The study's major findings include a notable preference for SGAs across all age groups, especially in younger patients, possibly due to their perceived better tolerability and efficacy. The prescription patterns of specific SGAs and FGAs varied across age groups, highlighting the complexity of treatment decisions in schizophrenia management. Sex differences in prescribing frequencies and treatment intensities were also observed, further highlighting the need for personalized treatment approaches.
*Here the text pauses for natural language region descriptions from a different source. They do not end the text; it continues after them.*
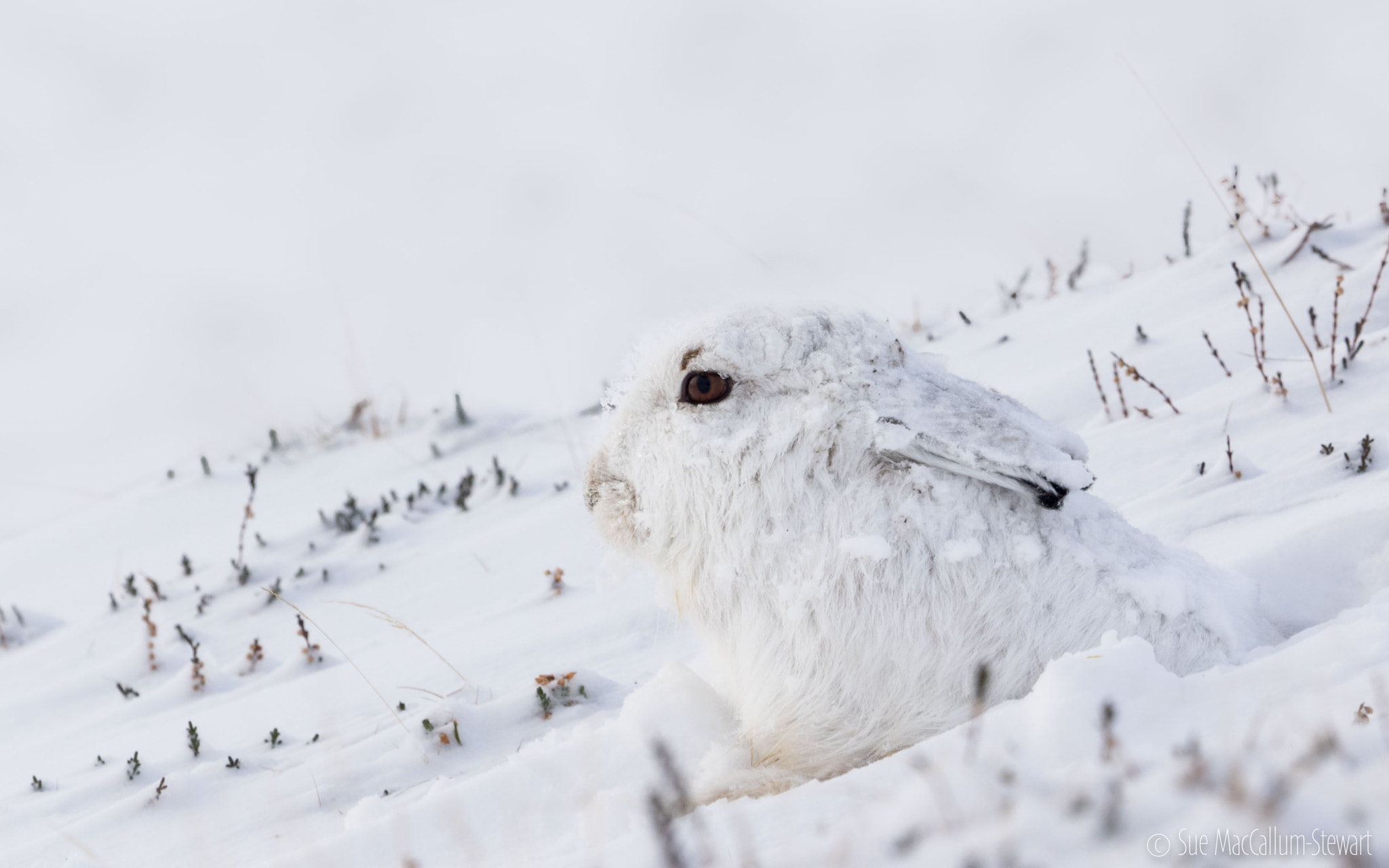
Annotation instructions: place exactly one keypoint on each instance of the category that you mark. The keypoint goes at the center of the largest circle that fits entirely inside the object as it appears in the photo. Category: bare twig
(1138, 377)
(1331, 258)
(1096, 372)
(1313, 226)
(1118, 387)
(1242, 283)
(1251, 248)
(1213, 353)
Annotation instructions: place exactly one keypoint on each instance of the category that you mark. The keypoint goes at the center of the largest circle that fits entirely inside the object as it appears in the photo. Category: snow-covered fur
(856, 531)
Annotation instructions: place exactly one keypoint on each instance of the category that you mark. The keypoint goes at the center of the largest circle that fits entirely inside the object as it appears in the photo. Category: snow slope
(359, 781)
(221, 217)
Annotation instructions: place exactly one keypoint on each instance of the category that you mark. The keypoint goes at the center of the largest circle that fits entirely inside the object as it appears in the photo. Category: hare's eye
(705, 388)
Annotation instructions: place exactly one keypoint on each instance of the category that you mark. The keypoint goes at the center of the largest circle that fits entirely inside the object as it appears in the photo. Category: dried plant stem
(402, 625)
(1263, 332)
(345, 657)
(246, 517)
(1214, 353)
(1251, 248)
(1118, 387)
(1335, 323)
(1138, 377)
(1361, 324)
(1096, 372)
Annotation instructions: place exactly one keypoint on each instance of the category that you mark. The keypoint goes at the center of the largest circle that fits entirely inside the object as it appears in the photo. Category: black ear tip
(1051, 498)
The need for sex-dependent adjustments to APD treatment may arise from differences in disease presentation, treatment response, and the higher risk of adverse effects in female patients compared to males [13]. The physiological causes can be attributed to hormonal differences. Hormonal status, particularly estrogen levels, affects the pharmacokinetics of APDs by influencing the expression and activity of drug-metabolizing enzymes. Lower estrogen levels after menopause may explain the convergence in APD dosage between men and women in older age groups, as observed in our study [38]. Furthermore, the study provides data on the frequent concomitant prescription of biperiden, which is most likely used to treat the adverse extrapyramidal effects of APDs. This prescribing practice exposes elderly schizophrenia patients to an increased anticholinergic burden without sufficient evidence of efficacy in the treatment of antipsychotic-induced tardive dyskinesia [36].

While this research offers valuable insights into APD utilization, it underscores the importance of future studies that incorporate clinical context and explore the reasons behind prescription choices. The treatment of schizophrenia in older adults remains a complex and evolving field, necessitating a deeper understanding of real-world practices to optimize care for this vulnerable population.